Although it is no longer common in Australian Aboriginal communities, malnutrition still occurs in isolated areas. In Australia, keratomalacia of the degree shown here would be exceptional.1

In Africa and parts of south Asia, however, such causes of blindness are not uncommon, particularly among refugees from war and civil strife, where community structure is destroyed, immunisation rates (especially for measles) are low, and malnutrition is common. These circumstances are unfortunately still occurring, exacerbated by climate change, protracted drought and disruption of the normal seasonal cycles of agricultural production.

Vitamin A deficiency is common even without kwashiorkor or marasmus, and keratomalacia can be precipitated by an outbreak of measles or acute diarrhoeal disease if vitamin A levels are low. Although blindness in children is far less common than in adults, blind children tend to be blind for longer and have less access to education, and are then less able to contribute to the community and the economy.

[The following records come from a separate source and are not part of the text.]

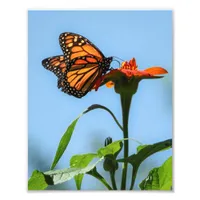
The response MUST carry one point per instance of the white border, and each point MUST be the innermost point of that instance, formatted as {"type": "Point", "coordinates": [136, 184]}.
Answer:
{"type": "Point", "coordinates": [14, 97]}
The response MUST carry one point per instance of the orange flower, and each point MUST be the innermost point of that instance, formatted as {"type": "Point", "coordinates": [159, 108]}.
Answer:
{"type": "Point", "coordinates": [130, 69]}
{"type": "Point", "coordinates": [128, 76]}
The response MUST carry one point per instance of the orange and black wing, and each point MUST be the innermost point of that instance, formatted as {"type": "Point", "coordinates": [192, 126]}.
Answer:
{"type": "Point", "coordinates": [82, 76]}
{"type": "Point", "coordinates": [80, 67]}
{"type": "Point", "coordinates": [75, 46]}
{"type": "Point", "coordinates": [85, 64]}
{"type": "Point", "coordinates": [57, 65]}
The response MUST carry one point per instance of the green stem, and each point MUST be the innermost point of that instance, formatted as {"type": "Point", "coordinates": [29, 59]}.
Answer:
{"type": "Point", "coordinates": [98, 176]}
{"type": "Point", "coordinates": [112, 177]}
{"type": "Point", "coordinates": [126, 103]}
{"type": "Point", "coordinates": [134, 173]}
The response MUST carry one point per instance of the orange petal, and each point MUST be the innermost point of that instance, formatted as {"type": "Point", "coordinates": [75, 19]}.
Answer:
{"type": "Point", "coordinates": [156, 70]}
{"type": "Point", "coordinates": [109, 84]}
{"type": "Point", "coordinates": [132, 64]}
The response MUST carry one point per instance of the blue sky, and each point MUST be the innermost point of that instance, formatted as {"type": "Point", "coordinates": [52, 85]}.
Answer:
{"type": "Point", "coordinates": [145, 35]}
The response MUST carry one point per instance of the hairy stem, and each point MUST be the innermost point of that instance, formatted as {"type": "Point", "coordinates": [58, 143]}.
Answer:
{"type": "Point", "coordinates": [126, 103]}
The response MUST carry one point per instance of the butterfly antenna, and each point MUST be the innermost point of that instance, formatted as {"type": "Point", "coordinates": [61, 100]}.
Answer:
{"type": "Point", "coordinates": [117, 61]}
{"type": "Point", "coordinates": [118, 58]}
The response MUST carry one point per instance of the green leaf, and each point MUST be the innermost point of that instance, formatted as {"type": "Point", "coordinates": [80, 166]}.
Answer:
{"type": "Point", "coordinates": [145, 151]}
{"type": "Point", "coordinates": [110, 149]}
{"type": "Point", "coordinates": [159, 178]}
{"type": "Point", "coordinates": [67, 135]}
{"type": "Point", "coordinates": [140, 147]}
{"type": "Point", "coordinates": [81, 161]}
{"type": "Point", "coordinates": [60, 176]}
{"type": "Point", "coordinates": [37, 181]}
{"type": "Point", "coordinates": [64, 143]}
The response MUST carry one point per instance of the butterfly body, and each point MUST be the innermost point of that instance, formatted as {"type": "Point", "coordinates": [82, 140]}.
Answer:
{"type": "Point", "coordinates": [80, 66]}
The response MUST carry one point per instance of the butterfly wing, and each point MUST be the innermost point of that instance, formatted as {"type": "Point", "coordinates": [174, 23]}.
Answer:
{"type": "Point", "coordinates": [82, 64]}
{"type": "Point", "coordinates": [82, 76]}
{"type": "Point", "coordinates": [75, 45]}
{"type": "Point", "coordinates": [57, 65]}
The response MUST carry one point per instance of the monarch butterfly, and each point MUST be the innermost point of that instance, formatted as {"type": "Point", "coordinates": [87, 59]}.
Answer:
{"type": "Point", "coordinates": [81, 65]}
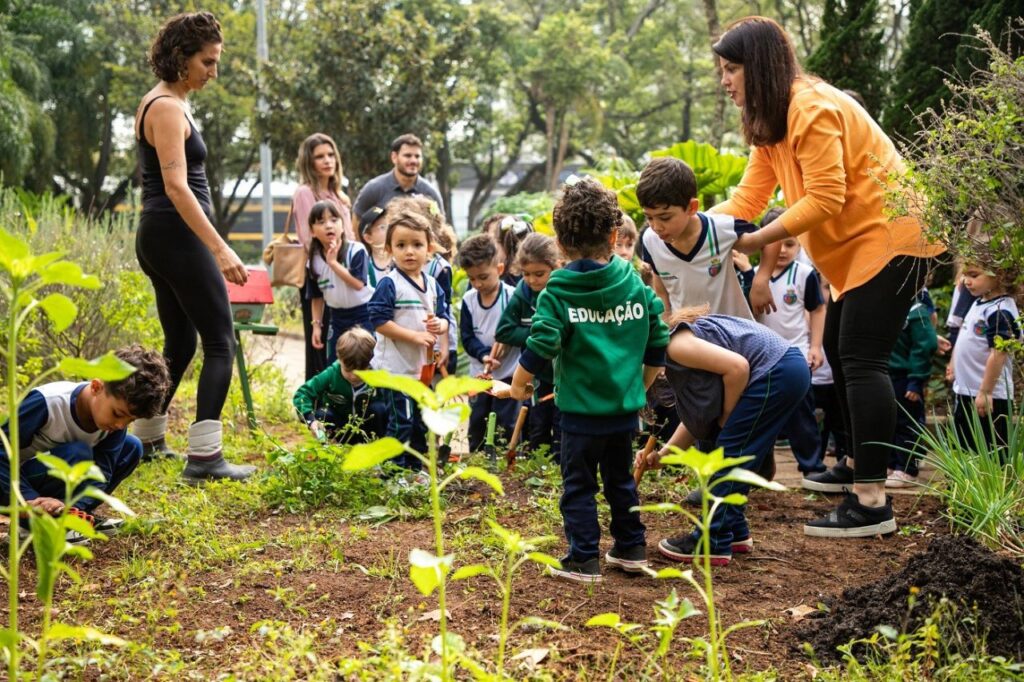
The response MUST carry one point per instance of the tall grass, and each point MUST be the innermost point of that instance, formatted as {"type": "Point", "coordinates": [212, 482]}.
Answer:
{"type": "Point", "coordinates": [982, 486]}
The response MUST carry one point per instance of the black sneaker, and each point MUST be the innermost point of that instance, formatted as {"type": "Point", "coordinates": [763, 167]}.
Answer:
{"type": "Point", "coordinates": [684, 548]}
{"type": "Point", "coordinates": [107, 525]}
{"type": "Point", "coordinates": [693, 498]}
{"type": "Point", "coordinates": [632, 559]}
{"type": "Point", "coordinates": [579, 571]}
{"type": "Point", "coordinates": [837, 479]}
{"type": "Point", "coordinates": [852, 519]}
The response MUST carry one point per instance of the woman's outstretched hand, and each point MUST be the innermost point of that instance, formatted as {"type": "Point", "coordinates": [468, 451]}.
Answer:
{"type": "Point", "coordinates": [230, 266]}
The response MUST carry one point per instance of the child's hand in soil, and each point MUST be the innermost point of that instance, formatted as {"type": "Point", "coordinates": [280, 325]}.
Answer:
{"type": "Point", "coordinates": [425, 339]}
{"type": "Point", "coordinates": [49, 505]}
{"type": "Point", "coordinates": [741, 261]}
{"type": "Point", "coordinates": [983, 403]}
{"type": "Point", "coordinates": [433, 324]}
{"type": "Point", "coordinates": [652, 460]}
{"type": "Point", "coordinates": [333, 247]}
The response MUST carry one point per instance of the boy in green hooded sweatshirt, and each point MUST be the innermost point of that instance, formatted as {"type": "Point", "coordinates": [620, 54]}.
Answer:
{"type": "Point", "coordinates": [602, 329]}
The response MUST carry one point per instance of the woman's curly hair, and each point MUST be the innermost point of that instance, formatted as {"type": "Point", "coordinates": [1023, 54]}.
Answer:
{"type": "Point", "coordinates": [181, 37]}
{"type": "Point", "coordinates": [585, 218]}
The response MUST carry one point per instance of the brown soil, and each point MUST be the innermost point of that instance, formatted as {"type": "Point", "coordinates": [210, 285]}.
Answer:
{"type": "Point", "coordinates": [987, 588]}
{"type": "Point", "coordinates": [786, 569]}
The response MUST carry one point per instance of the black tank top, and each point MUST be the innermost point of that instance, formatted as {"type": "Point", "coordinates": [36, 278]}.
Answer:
{"type": "Point", "coordinates": [155, 199]}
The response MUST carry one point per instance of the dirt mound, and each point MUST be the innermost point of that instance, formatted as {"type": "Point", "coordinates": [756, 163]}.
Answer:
{"type": "Point", "coordinates": [987, 589]}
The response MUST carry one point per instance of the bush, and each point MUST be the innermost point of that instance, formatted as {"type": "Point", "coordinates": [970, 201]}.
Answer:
{"type": "Point", "coordinates": [965, 179]}
{"type": "Point", "coordinates": [122, 311]}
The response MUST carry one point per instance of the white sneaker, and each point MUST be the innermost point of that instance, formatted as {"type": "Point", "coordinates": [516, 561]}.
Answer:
{"type": "Point", "coordinates": [900, 479]}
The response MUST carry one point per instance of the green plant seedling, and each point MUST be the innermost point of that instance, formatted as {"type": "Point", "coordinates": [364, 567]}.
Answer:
{"type": "Point", "coordinates": [442, 412]}
{"type": "Point", "coordinates": [24, 278]}
{"type": "Point", "coordinates": [669, 612]}
{"type": "Point", "coordinates": [709, 468]}
{"type": "Point", "coordinates": [518, 550]}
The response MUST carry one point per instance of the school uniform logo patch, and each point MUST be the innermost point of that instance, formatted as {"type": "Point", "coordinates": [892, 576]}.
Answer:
{"type": "Point", "coordinates": [715, 267]}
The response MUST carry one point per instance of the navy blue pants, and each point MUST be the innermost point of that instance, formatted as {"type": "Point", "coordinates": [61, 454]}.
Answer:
{"type": "Point", "coordinates": [543, 422]}
{"type": "Point", "coordinates": [115, 467]}
{"type": "Point", "coordinates": [752, 430]}
{"type": "Point", "coordinates": [406, 424]}
{"type": "Point", "coordinates": [339, 322]}
{"type": "Point", "coordinates": [482, 405]}
{"type": "Point", "coordinates": [583, 456]}
{"type": "Point", "coordinates": [805, 440]}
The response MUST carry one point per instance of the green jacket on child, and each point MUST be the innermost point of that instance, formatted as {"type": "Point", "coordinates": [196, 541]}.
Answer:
{"type": "Point", "coordinates": [600, 325]}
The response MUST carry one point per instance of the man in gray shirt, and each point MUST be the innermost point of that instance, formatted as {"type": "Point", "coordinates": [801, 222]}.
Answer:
{"type": "Point", "coordinates": [402, 180]}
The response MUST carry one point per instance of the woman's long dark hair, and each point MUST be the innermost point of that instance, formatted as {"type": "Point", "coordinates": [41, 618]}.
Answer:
{"type": "Point", "coordinates": [770, 67]}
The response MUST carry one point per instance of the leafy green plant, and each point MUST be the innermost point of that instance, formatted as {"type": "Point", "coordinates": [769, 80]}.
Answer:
{"type": "Point", "coordinates": [940, 648]}
{"type": "Point", "coordinates": [442, 411]}
{"type": "Point", "coordinates": [518, 550]}
{"type": "Point", "coordinates": [120, 311]}
{"type": "Point", "coordinates": [23, 278]}
{"type": "Point", "coordinates": [981, 485]}
{"type": "Point", "coordinates": [965, 162]}
{"type": "Point", "coordinates": [669, 612]}
{"type": "Point", "coordinates": [49, 543]}
{"type": "Point", "coordinates": [716, 172]}
{"type": "Point", "coordinates": [706, 469]}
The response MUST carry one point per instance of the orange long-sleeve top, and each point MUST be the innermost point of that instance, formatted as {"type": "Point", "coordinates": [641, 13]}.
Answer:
{"type": "Point", "coordinates": [829, 166]}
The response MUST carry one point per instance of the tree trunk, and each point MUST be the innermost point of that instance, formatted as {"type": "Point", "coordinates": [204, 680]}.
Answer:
{"type": "Point", "coordinates": [549, 132]}
{"type": "Point", "coordinates": [563, 142]}
{"type": "Point", "coordinates": [714, 32]}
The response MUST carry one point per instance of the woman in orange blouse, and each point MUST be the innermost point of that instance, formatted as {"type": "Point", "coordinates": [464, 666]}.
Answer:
{"type": "Point", "coordinates": [830, 158]}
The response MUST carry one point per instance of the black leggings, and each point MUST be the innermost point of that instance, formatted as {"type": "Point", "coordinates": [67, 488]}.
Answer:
{"type": "Point", "coordinates": [860, 333]}
{"type": "Point", "coordinates": [190, 297]}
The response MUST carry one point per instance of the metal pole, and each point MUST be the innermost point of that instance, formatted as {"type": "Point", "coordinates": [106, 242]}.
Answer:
{"type": "Point", "coordinates": [262, 54]}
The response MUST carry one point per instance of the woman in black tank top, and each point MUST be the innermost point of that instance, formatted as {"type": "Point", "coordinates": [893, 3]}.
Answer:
{"type": "Point", "coordinates": [177, 245]}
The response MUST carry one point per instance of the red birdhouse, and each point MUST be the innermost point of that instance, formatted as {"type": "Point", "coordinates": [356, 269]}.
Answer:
{"type": "Point", "coordinates": [249, 300]}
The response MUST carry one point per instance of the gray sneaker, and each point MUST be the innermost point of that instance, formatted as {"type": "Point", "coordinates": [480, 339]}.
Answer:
{"type": "Point", "coordinates": [578, 571]}
{"type": "Point", "coordinates": [632, 559]}
{"type": "Point", "coordinates": [200, 471]}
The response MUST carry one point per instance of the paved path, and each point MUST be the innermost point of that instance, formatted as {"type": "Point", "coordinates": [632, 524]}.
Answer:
{"type": "Point", "coordinates": [288, 352]}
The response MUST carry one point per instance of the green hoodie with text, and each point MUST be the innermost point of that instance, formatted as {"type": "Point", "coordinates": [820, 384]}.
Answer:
{"type": "Point", "coordinates": [600, 326]}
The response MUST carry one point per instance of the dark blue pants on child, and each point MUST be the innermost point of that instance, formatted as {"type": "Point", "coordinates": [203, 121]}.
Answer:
{"type": "Point", "coordinates": [340, 321]}
{"type": "Point", "coordinates": [909, 423]}
{"type": "Point", "coordinates": [115, 467]}
{"type": "Point", "coordinates": [805, 440]}
{"type": "Point", "coordinates": [583, 456]}
{"type": "Point", "coordinates": [406, 424]}
{"type": "Point", "coordinates": [751, 430]}
{"type": "Point", "coordinates": [482, 405]}
{"type": "Point", "coordinates": [543, 420]}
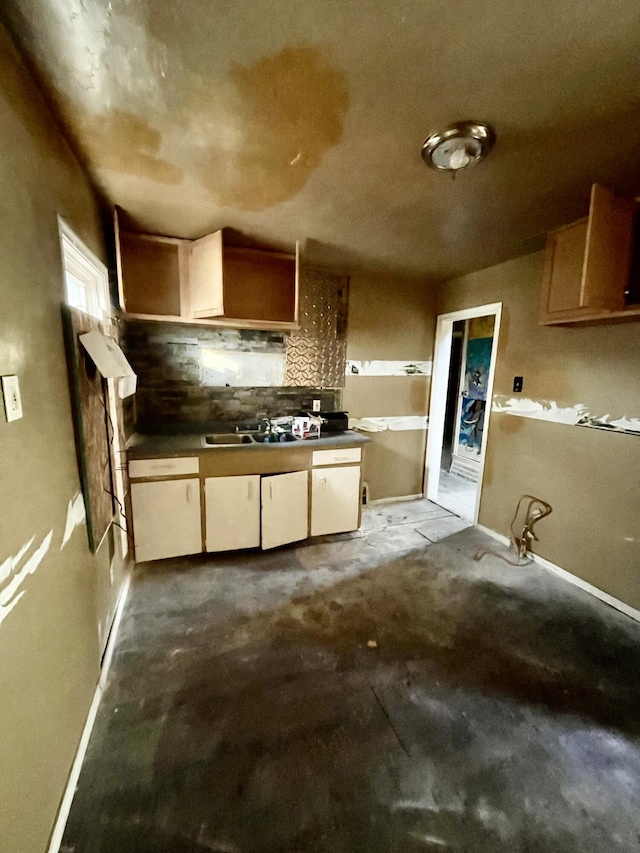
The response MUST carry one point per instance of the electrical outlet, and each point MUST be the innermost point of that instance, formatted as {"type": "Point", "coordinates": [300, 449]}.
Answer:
{"type": "Point", "coordinates": [11, 395]}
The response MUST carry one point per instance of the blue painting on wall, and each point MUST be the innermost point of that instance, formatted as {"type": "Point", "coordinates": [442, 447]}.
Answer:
{"type": "Point", "coordinates": [471, 425]}
{"type": "Point", "coordinates": [477, 366]}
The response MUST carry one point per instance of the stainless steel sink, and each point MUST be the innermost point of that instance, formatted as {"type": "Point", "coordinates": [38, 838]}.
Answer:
{"type": "Point", "coordinates": [220, 439]}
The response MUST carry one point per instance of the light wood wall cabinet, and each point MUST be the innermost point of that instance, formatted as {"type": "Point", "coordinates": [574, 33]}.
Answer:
{"type": "Point", "coordinates": [205, 281]}
{"type": "Point", "coordinates": [587, 265]}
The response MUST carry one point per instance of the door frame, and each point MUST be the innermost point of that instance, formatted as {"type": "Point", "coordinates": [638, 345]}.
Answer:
{"type": "Point", "coordinates": [438, 395]}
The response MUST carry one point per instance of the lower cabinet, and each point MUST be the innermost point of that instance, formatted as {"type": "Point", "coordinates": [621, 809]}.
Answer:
{"type": "Point", "coordinates": [166, 518]}
{"type": "Point", "coordinates": [335, 500]}
{"type": "Point", "coordinates": [285, 508]}
{"type": "Point", "coordinates": [232, 512]}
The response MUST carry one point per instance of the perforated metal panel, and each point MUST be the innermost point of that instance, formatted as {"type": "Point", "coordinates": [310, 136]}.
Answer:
{"type": "Point", "coordinates": [316, 353]}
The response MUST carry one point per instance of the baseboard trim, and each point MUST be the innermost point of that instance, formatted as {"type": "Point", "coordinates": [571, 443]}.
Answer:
{"type": "Point", "coordinates": [396, 500]}
{"type": "Point", "coordinates": [72, 782]}
{"type": "Point", "coordinates": [573, 579]}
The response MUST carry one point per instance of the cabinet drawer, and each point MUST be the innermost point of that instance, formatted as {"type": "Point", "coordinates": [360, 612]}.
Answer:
{"type": "Point", "coordinates": [163, 467]}
{"type": "Point", "coordinates": [338, 456]}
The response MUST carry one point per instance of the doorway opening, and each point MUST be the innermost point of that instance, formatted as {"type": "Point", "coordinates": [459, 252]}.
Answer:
{"type": "Point", "coordinates": [460, 407]}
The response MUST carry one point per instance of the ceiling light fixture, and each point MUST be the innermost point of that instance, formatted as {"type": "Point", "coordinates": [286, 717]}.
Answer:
{"type": "Point", "coordinates": [458, 146]}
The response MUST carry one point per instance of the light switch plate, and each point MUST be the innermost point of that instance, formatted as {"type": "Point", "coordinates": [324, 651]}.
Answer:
{"type": "Point", "coordinates": [11, 396]}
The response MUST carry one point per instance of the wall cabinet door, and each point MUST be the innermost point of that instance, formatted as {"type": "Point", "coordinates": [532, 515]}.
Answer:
{"type": "Point", "coordinates": [205, 276]}
{"type": "Point", "coordinates": [285, 508]}
{"type": "Point", "coordinates": [587, 263]}
{"type": "Point", "coordinates": [335, 500]}
{"type": "Point", "coordinates": [232, 512]}
{"type": "Point", "coordinates": [166, 518]}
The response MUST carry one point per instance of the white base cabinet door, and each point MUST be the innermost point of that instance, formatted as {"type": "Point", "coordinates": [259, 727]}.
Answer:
{"type": "Point", "coordinates": [335, 500]}
{"type": "Point", "coordinates": [232, 512]}
{"type": "Point", "coordinates": [166, 518]}
{"type": "Point", "coordinates": [285, 508]}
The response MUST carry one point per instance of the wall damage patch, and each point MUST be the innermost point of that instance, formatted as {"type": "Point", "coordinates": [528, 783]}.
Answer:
{"type": "Point", "coordinates": [389, 368]}
{"type": "Point", "coordinates": [395, 424]}
{"type": "Point", "coordinates": [76, 515]}
{"type": "Point", "coordinates": [578, 415]}
{"type": "Point", "coordinates": [10, 593]}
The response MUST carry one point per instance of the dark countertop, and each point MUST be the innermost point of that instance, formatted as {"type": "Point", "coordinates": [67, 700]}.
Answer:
{"type": "Point", "coordinates": [147, 446]}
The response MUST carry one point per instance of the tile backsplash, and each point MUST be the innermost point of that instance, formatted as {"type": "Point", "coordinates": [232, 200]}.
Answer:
{"type": "Point", "coordinates": [171, 394]}
{"type": "Point", "coordinates": [174, 392]}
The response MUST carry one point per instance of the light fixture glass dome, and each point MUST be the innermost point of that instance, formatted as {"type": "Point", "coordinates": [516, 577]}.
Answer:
{"type": "Point", "coordinates": [458, 146]}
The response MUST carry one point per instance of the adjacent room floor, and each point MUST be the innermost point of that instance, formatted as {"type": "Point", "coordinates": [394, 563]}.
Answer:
{"type": "Point", "coordinates": [457, 494]}
{"type": "Point", "coordinates": [379, 692]}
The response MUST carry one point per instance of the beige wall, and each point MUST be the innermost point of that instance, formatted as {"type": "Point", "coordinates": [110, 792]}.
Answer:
{"type": "Point", "coordinates": [590, 477]}
{"type": "Point", "coordinates": [390, 320]}
{"type": "Point", "coordinates": [49, 651]}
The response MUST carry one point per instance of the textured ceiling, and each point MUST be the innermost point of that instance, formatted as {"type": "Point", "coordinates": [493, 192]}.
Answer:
{"type": "Point", "coordinates": [303, 119]}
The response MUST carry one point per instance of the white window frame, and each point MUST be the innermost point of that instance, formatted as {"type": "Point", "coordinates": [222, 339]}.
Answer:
{"type": "Point", "coordinates": [79, 261]}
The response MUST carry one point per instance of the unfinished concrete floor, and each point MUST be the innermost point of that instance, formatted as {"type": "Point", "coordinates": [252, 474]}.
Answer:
{"type": "Point", "coordinates": [499, 713]}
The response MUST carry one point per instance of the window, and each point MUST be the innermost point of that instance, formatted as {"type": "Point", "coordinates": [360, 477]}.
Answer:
{"type": "Point", "coordinates": [86, 279]}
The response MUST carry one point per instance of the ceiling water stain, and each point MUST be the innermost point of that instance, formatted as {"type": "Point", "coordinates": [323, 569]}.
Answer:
{"type": "Point", "coordinates": [283, 113]}
{"type": "Point", "coordinates": [120, 141]}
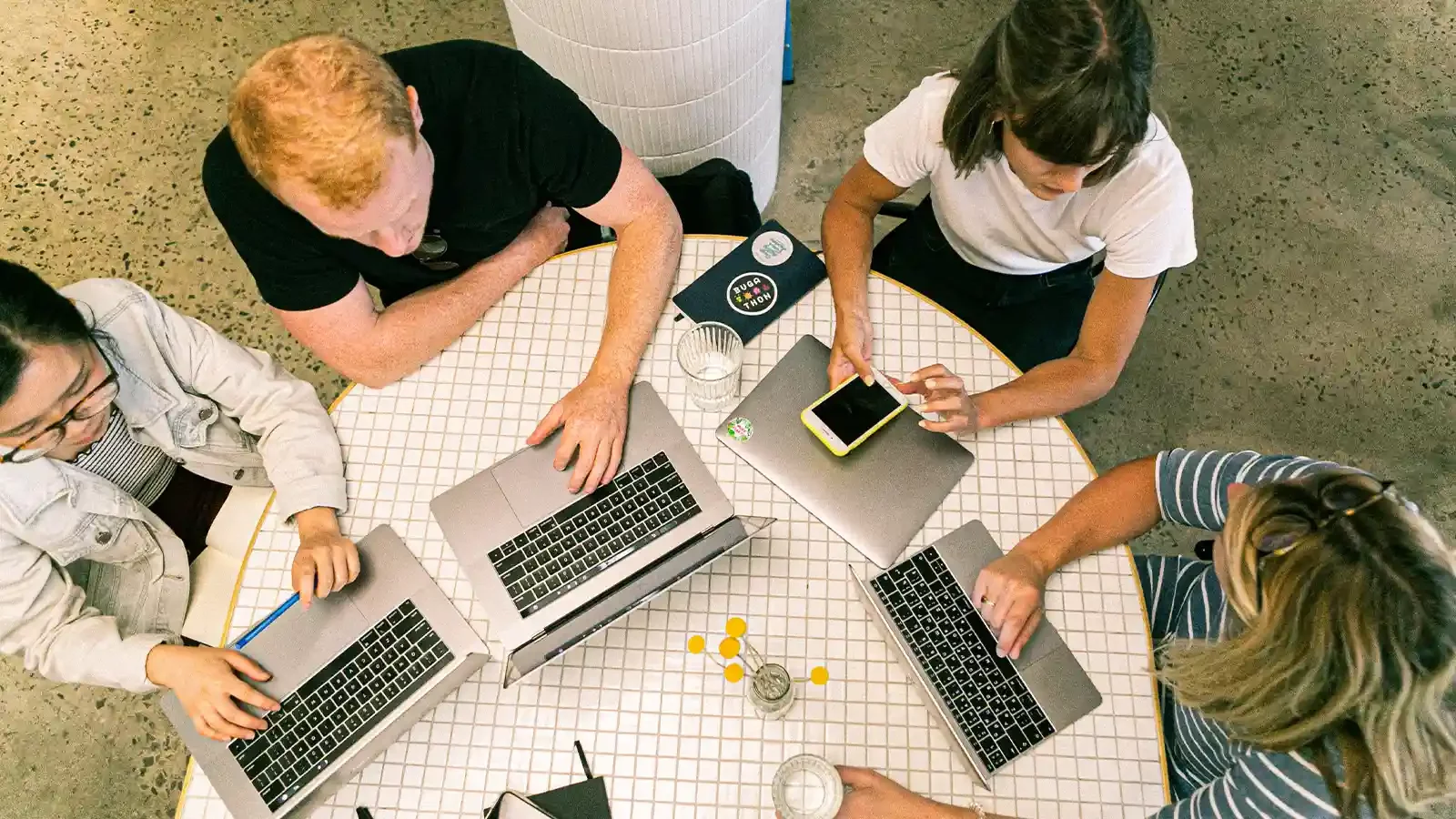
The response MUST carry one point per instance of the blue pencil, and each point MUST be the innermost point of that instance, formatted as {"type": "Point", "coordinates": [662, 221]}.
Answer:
{"type": "Point", "coordinates": [266, 622]}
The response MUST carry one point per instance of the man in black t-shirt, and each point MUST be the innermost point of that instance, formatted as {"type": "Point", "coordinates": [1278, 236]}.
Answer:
{"type": "Point", "coordinates": [440, 175]}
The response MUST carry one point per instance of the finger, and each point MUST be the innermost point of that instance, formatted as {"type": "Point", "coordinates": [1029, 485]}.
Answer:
{"type": "Point", "coordinates": [245, 693]}
{"type": "Point", "coordinates": [616, 460]}
{"type": "Point", "coordinates": [1026, 634]}
{"type": "Point", "coordinates": [934, 370]}
{"type": "Point", "coordinates": [325, 567]}
{"type": "Point", "coordinates": [244, 663]}
{"type": "Point", "coordinates": [222, 724]}
{"type": "Point", "coordinates": [204, 726]}
{"type": "Point", "coordinates": [303, 581]}
{"type": "Point", "coordinates": [1019, 610]}
{"type": "Point", "coordinates": [601, 458]}
{"type": "Point", "coordinates": [353, 554]}
{"type": "Point", "coordinates": [950, 382]}
{"type": "Point", "coordinates": [944, 405]}
{"type": "Point", "coordinates": [546, 426]}
{"type": "Point", "coordinates": [951, 424]}
{"type": "Point", "coordinates": [339, 555]}
{"type": "Point", "coordinates": [238, 717]}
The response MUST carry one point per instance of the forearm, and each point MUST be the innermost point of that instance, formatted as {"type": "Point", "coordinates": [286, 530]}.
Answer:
{"type": "Point", "coordinates": [849, 239]}
{"type": "Point", "coordinates": [412, 331]}
{"type": "Point", "coordinates": [642, 273]}
{"type": "Point", "coordinates": [1110, 511]}
{"type": "Point", "coordinates": [1045, 390]}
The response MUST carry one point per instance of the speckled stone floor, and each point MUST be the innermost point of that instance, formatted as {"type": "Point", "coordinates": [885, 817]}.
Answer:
{"type": "Point", "coordinates": [1320, 317]}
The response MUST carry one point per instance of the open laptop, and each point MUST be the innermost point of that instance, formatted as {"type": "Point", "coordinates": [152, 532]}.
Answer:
{"type": "Point", "coordinates": [553, 567]}
{"type": "Point", "coordinates": [992, 709]}
{"type": "Point", "coordinates": [353, 673]}
{"type": "Point", "coordinates": [878, 496]}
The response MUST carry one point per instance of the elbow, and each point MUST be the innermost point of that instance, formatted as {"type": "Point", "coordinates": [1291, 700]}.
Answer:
{"type": "Point", "coordinates": [373, 372]}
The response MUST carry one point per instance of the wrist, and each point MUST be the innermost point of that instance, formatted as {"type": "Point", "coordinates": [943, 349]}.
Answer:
{"type": "Point", "coordinates": [159, 662]}
{"type": "Point", "coordinates": [318, 521]}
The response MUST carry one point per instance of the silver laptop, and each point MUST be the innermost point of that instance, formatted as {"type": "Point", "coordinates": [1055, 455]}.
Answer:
{"type": "Point", "coordinates": [353, 673]}
{"type": "Point", "coordinates": [553, 567]}
{"type": "Point", "coordinates": [992, 709]}
{"type": "Point", "coordinates": [878, 496]}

Such a serious disorder can be avoided entirely by using one of the simplest and most cost-effective public health interventions: vitamin A supplementation.

Vision 2020: the Right to Sight (the global initiative of the World Health Organization and the International Agency for the Prevention of Blindness to eliminate avoidable blindness and vision impairment by 2020) prioritises such devastating but needless causes of blindness. This has, through surveillance, advocacy and direct action, led to such sequelae becoming very rare in politically stable countries.